Scenarios where Knowledge Graphs do not play a role

  • The number of errors in your system is low and the nature of the specific error is not serious, and can be solved by manual agentic systems to build the semantic connections by hand.
  • Consumer-facing chatbots where the tolerance of error is higher
  • Non-hierarchical, non-semantically similar answer sets/ knowledge base (i.e. FAQ Q:A base)
  • Time-Series information

A more generalizable framework to think about where Knowledge Graphs are relevant can be in understanding if your underlying information should be represented as a Network, or as a Hierarchy, or Flat.

This assessment may not necessarily be done on the entirety of your data, but on the specific information that you are trying to perform RAG across. A single organization may simultaneously have specific information that is flat, and specific information that is hierarchical.

Where there is a non-flat structure within the information itself that requires specific traversals, graph structures like knowledge graphs can help represent hierarchical or network structures that enable more specific structured retrieval of information.

Hierarchical information structures can exist in a variety of ways that may not be apparent as ‘complex’. For example, customer support is traditionally not seen as a complex information system. One hypothetical problem in a retail customer support use case is to be able to ensure that the right opening hours are retrieved for the right store. However, limitations with semantic similarity mean that random opening hours are sometimes returned as the answer.

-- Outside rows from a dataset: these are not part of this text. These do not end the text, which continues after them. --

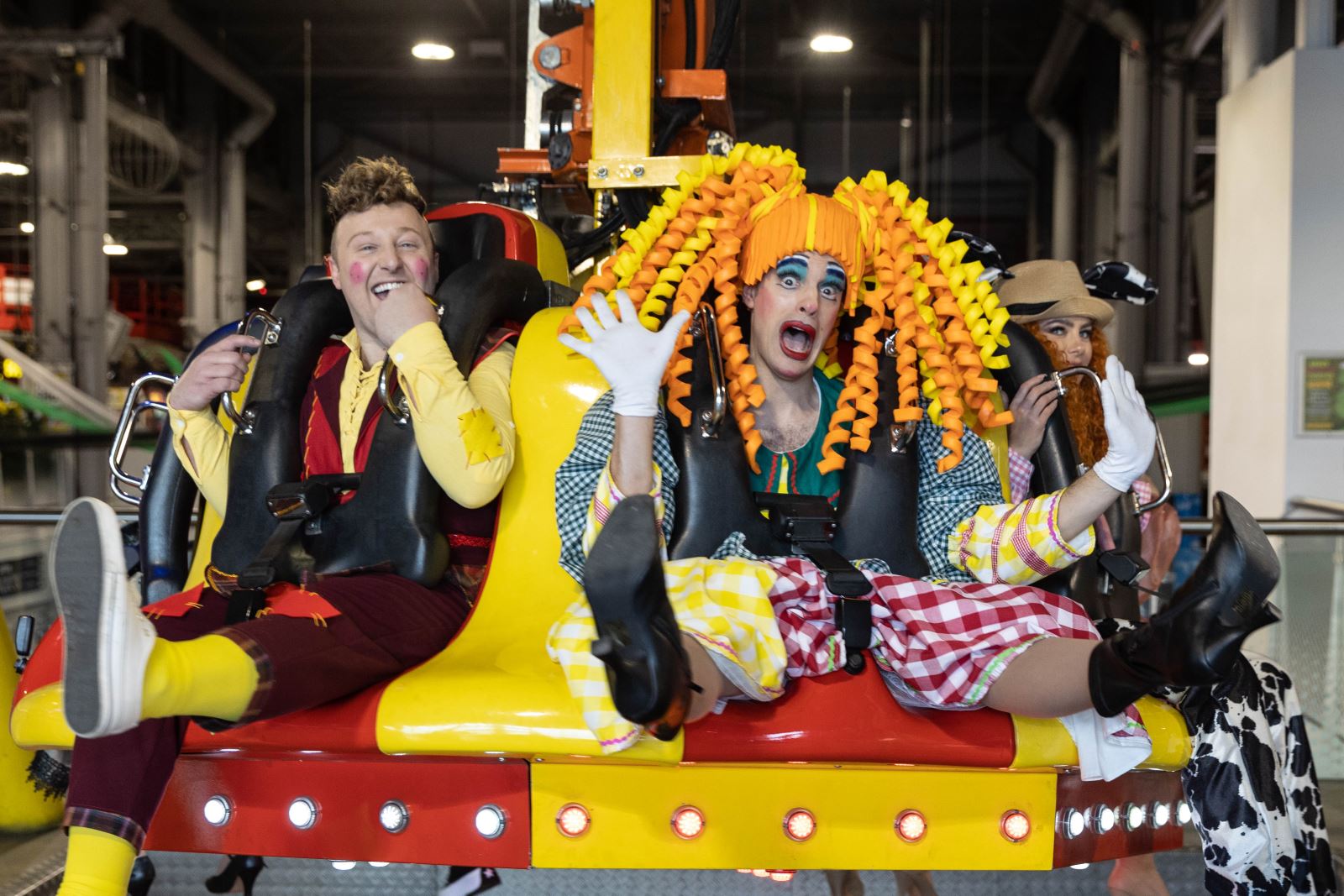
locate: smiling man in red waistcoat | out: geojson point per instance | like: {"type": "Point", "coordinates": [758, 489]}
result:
{"type": "Point", "coordinates": [134, 679]}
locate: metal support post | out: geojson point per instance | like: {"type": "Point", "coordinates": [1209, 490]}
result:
{"type": "Point", "coordinates": [233, 234]}
{"type": "Point", "coordinates": [50, 114]}
{"type": "Point", "coordinates": [1247, 39]}
{"type": "Point", "coordinates": [89, 261]}
{"type": "Point", "coordinates": [1315, 24]}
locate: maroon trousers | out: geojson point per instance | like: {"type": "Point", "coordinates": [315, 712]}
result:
{"type": "Point", "coordinates": [385, 625]}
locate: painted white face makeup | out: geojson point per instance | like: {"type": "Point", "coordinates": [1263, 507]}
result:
{"type": "Point", "coordinates": [1072, 338]}
{"type": "Point", "coordinates": [793, 311]}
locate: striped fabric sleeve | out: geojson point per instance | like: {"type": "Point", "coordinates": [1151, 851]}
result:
{"type": "Point", "coordinates": [1019, 476]}
{"type": "Point", "coordinates": [1016, 543]}
{"type": "Point", "coordinates": [1146, 492]}
{"type": "Point", "coordinates": [608, 496]}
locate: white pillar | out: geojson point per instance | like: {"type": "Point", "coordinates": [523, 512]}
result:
{"type": "Point", "coordinates": [1278, 230]}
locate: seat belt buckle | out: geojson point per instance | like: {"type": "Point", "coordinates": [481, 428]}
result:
{"type": "Point", "coordinates": [853, 618]}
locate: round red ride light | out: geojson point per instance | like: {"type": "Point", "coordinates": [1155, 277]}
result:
{"type": "Point", "coordinates": [687, 822]}
{"type": "Point", "coordinates": [1015, 825]}
{"type": "Point", "coordinates": [911, 826]}
{"type": "Point", "coordinates": [800, 825]}
{"type": "Point", "coordinates": [573, 820]}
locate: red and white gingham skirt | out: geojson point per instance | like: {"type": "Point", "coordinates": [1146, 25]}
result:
{"type": "Point", "coordinates": [945, 642]}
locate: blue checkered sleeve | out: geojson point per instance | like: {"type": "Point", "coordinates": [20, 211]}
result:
{"type": "Point", "coordinates": [947, 499]}
{"type": "Point", "coordinates": [577, 479]}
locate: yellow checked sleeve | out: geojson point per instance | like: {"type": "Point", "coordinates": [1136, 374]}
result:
{"type": "Point", "coordinates": [202, 445]}
{"type": "Point", "coordinates": [464, 426]}
{"type": "Point", "coordinates": [1016, 543]}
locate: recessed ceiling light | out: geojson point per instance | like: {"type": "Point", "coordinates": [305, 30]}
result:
{"type": "Point", "coordinates": [434, 51]}
{"type": "Point", "coordinates": [831, 43]}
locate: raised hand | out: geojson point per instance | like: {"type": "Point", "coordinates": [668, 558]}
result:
{"type": "Point", "coordinates": [1129, 429]}
{"type": "Point", "coordinates": [628, 355]}
{"type": "Point", "coordinates": [1035, 401]}
{"type": "Point", "coordinates": [219, 369]}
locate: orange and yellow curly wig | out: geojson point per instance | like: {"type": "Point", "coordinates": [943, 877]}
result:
{"type": "Point", "coordinates": [944, 324]}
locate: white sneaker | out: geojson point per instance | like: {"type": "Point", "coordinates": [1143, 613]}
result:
{"type": "Point", "coordinates": [108, 640]}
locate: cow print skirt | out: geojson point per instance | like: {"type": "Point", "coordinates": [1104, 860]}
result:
{"type": "Point", "coordinates": [1252, 783]}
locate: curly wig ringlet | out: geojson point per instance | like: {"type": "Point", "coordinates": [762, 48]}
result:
{"type": "Point", "coordinates": [947, 325]}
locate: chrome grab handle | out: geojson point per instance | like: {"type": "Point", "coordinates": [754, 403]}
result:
{"type": "Point", "coordinates": [1163, 459]}
{"type": "Point", "coordinates": [270, 335]}
{"type": "Point", "coordinates": [131, 409]}
{"type": "Point", "coordinates": [393, 403]}
{"type": "Point", "coordinates": [707, 324]}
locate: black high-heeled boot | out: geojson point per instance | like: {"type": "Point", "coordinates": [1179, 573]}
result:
{"type": "Point", "coordinates": [141, 876]}
{"type": "Point", "coordinates": [244, 868]}
{"type": "Point", "coordinates": [1198, 638]}
{"type": "Point", "coordinates": [638, 634]}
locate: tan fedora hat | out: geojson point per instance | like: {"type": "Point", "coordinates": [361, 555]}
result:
{"type": "Point", "coordinates": [1046, 289]}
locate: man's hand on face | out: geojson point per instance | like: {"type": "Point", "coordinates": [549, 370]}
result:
{"type": "Point", "coordinates": [400, 309]}
{"type": "Point", "coordinates": [219, 369]}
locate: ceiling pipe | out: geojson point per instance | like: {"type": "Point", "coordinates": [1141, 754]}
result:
{"type": "Point", "coordinates": [1041, 97]}
{"type": "Point", "coordinates": [1207, 23]}
{"type": "Point", "coordinates": [160, 16]}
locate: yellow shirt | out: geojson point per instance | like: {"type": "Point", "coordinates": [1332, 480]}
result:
{"type": "Point", "coordinates": [464, 426]}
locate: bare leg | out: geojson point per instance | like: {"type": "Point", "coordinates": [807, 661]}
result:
{"type": "Point", "coordinates": [844, 883]}
{"type": "Point", "coordinates": [1047, 680]}
{"type": "Point", "coordinates": [712, 685]}
{"type": "Point", "coordinates": [1136, 876]}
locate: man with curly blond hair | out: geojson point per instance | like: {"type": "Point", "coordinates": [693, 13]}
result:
{"type": "Point", "coordinates": [134, 679]}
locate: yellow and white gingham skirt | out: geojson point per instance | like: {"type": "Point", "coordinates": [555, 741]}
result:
{"type": "Point", "coordinates": [722, 604]}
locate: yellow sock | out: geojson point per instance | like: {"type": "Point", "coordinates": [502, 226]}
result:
{"type": "Point", "coordinates": [208, 676]}
{"type": "Point", "coordinates": [97, 864]}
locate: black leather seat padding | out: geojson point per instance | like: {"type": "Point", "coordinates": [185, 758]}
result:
{"type": "Point", "coordinates": [1055, 468]}
{"type": "Point", "coordinates": [878, 495]}
{"type": "Point", "coordinates": [393, 520]}
{"type": "Point", "coordinates": [463, 239]}
{"type": "Point", "coordinates": [165, 511]}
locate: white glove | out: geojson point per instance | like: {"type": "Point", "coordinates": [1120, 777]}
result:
{"type": "Point", "coordinates": [629, 356]}
{"type": "Point", "coordinates": [1129, 429]}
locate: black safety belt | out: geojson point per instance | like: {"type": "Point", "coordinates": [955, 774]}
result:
{"type": "Point", "coordinates": [808, 524]}
{"type": "Point", "coordinates": [293, 506]}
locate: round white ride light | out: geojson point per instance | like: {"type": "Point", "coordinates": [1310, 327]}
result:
{"type": "Point", "coordinates": [1072, 824]}
{"type": "Point", "coordinates": [302, 813]}
{"type": "Point", "coordinates": [1160, 815]}
{"type": "Point", "coordinates": [1101, 819]}
{"type": "Point", "coordinates": [394, 815]}
{"type": "Point", "coordinates": [911, 826]}
{"type": "Point", "coordinates": [573, 820]}
{"type": "Point", "coordinates": [799, 825]}
{"type": "Point", "coordinates": [218, 810]}
{"type": "Point", "coordinates": [490, 821]}
{"type": "Point", "coordinates": [689, 822]}
{"type": "Point", "coordinates": [1015, 825]}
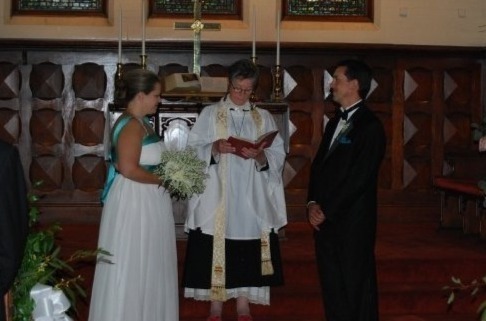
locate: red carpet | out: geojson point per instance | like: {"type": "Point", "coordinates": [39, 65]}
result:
{"type": "Point", "coordinates": [414, 262]}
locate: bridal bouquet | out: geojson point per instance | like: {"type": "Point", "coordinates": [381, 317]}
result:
{"type": "Point", "coordinates": [182, 173]}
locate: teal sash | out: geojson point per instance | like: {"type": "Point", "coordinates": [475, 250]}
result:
{"type": "Point", "coordinates": [112, 172]}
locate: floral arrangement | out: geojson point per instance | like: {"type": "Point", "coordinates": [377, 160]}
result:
{"type": "Point", "coordinates": [182, 173]}
{"type": "Point", "coordinates": [475, 287]}
{"type": "Point", "coordinates": [44, 276]}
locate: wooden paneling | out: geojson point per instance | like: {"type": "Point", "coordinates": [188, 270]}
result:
{"type": "Point", "coordinates": [54, 99]}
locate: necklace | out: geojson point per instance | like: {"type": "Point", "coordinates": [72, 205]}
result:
{"type": "Point", "coordinates": [238, 131]}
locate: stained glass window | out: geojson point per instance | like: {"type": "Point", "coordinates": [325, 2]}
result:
{"type": "Point", "coordinates": [223, 9]}
{"type": "Point", "coordinates": [59, 7]}
{"type": "Point", "coordinates": [342, 10]}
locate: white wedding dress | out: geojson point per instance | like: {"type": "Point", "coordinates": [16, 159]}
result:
{"type": "Point", "coordinates": [137, 228]}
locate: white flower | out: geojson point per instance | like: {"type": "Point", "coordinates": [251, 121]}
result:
{"type": "Point", "coordinates": [182, 173]}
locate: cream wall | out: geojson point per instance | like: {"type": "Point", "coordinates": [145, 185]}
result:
{"type": "Point", "coordinates": [410, 22]}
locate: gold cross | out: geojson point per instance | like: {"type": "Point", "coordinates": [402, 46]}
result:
{"type": "Point", "coordinates": [197, 26]}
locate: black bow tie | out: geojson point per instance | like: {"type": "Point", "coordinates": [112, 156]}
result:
{"type": "Point", "coordinates": [344, 114]}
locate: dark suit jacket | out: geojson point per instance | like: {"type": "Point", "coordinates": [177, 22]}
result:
{"type": "Point", "coordinates": [13, 218]}
{"type": "Point", "coordinates": [343, 182]}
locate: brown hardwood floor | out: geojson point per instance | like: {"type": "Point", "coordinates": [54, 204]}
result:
{"type": "Point", "coordinates": [414, 261]}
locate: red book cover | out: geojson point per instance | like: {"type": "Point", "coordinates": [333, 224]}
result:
{"type": "Point", "coordinates": [239, 143]}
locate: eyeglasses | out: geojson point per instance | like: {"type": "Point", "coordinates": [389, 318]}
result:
{"type": "Point", "coordinates": [239, 90]}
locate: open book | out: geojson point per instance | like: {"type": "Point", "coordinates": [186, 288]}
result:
{"type": "Point", "coordinates": [239, 143]}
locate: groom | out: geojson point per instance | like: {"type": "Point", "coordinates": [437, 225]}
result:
{"type": "Point", "coordinates": [13, 218]}
{"type": "Point", "coordinates": [342, 199]}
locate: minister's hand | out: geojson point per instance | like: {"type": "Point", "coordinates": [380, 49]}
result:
{"type": "Point", "coordinates": [221, 146]}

This design partner then wanted to represent all the information about stores within a shopping mall as a graph. This was so that when the LLM was seeking to retrieve relevant information, it would traverse the graph, first identifying the specific store mentioned in the question, and then retrieving the opening hours tied to that specific store. Since the information was in a graph, the opportunity to hallucinate and mix up different opening hours for a store was much lower since the retrieval process was much more structured.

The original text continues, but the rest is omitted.